I mean, yes, but also no. We had pages upon pages of unprofitable websites once. There was a time, believe it or not, when all kinds of people setup all kinds of websites, with no expectation whatsoever of making money off of them. I for one hosted a niche phpBB board for years on end at my own expense, offset only by occasional donations from the community we built.

> And if you combine "posted notices of things relevant to the community" with a commercial intent, that is basically the definition of ads.

Well, again, yes and no. I think there's a nuance there. A job posting for example does have commercial intent, but at the same time, it's a mutually beneficial relationship (hopefully anyway) for both the entity and the employee. I would much rather see job ads in a place like this than, I dunno, weight loss drugs and erection pills.
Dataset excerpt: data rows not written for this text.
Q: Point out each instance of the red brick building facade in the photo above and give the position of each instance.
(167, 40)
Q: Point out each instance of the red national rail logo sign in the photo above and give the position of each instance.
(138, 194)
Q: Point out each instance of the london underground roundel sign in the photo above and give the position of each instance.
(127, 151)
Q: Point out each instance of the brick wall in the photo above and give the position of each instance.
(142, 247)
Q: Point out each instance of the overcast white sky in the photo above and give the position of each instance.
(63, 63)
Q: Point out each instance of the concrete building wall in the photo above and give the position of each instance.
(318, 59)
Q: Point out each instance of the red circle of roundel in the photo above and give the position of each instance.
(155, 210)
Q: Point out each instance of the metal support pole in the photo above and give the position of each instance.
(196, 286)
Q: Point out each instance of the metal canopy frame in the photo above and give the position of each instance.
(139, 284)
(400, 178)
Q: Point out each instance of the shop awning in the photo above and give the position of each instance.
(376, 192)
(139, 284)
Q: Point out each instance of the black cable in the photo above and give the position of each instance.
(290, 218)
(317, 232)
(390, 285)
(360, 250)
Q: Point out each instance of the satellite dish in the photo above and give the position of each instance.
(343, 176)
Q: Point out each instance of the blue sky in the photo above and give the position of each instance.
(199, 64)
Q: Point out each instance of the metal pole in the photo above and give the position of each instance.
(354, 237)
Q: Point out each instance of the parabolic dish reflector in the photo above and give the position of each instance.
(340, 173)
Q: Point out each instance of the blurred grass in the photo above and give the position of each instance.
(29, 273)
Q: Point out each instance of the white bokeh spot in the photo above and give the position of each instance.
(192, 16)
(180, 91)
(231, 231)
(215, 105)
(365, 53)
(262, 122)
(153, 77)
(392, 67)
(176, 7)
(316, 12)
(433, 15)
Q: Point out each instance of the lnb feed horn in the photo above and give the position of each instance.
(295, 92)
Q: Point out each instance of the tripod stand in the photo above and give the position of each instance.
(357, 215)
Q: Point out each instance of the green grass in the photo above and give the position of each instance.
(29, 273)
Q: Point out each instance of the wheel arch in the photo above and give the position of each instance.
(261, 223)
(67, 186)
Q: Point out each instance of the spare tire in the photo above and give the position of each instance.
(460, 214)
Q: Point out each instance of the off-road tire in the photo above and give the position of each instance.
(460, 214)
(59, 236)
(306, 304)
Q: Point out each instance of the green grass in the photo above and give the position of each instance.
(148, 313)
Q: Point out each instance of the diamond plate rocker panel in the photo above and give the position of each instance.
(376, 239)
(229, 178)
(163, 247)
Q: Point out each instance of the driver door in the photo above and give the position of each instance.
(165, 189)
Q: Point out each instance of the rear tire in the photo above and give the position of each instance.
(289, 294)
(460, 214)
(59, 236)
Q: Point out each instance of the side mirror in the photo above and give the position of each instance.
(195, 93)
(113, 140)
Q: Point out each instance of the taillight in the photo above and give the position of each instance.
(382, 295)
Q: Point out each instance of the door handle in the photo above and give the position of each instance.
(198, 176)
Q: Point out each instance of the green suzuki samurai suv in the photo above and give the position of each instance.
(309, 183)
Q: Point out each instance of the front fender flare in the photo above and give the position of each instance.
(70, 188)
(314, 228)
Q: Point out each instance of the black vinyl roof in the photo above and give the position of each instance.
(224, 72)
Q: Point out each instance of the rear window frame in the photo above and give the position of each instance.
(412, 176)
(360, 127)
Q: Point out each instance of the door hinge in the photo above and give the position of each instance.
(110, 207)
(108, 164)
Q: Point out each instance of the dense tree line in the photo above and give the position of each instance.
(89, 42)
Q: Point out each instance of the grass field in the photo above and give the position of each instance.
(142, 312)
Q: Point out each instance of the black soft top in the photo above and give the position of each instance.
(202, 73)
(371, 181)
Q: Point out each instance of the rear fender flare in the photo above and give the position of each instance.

> Also, when you say relevant to the community, what exactly is the definition of that? A job posting on "who is hiring" is likely to be relevant to maybe 0.001% of HN readers.

I think it's much higher than that. Just because you're not unemployed doesn't mean you wouldn't be interested in a job posting. People move companies all the time.

> If Apple put a big banner on the site saying "HN users get $100 off a MBP," I bet a much higher percentage of users would click on that (I would). But nobody would ever deny that is an ad.

But, if the community overall benefits from that, even if that benefit is nothing more significant than a cheaper mac, I'd say that's an overall win for all involved.

> So I don't think community relevance is a great way to determine it. That community relevance factor is exactly what advertisers pay so much to targeted ad companies for anyway.

I'm not saying an ad is good because it's relevant. I'm saying an ad is less irritating if it's relevant. That's why I find most ads so grating, because they are for products I have zero interest in and they are occupying space and attention that would be better filled with something I'm at least vaguely interested in.


HN itself is the ad for YC and a pretty effective one too.


In what sense is it effective? I'd been lurking here for months before I learned that YC was a company and it ran this place. (Then again I guess I'm not in any sort of relevant target group).


Still does. Yes, two of the biggest are social media / ads, but out of all the engineers I know in the Bay Area only a small fraction work at ad / social media companies.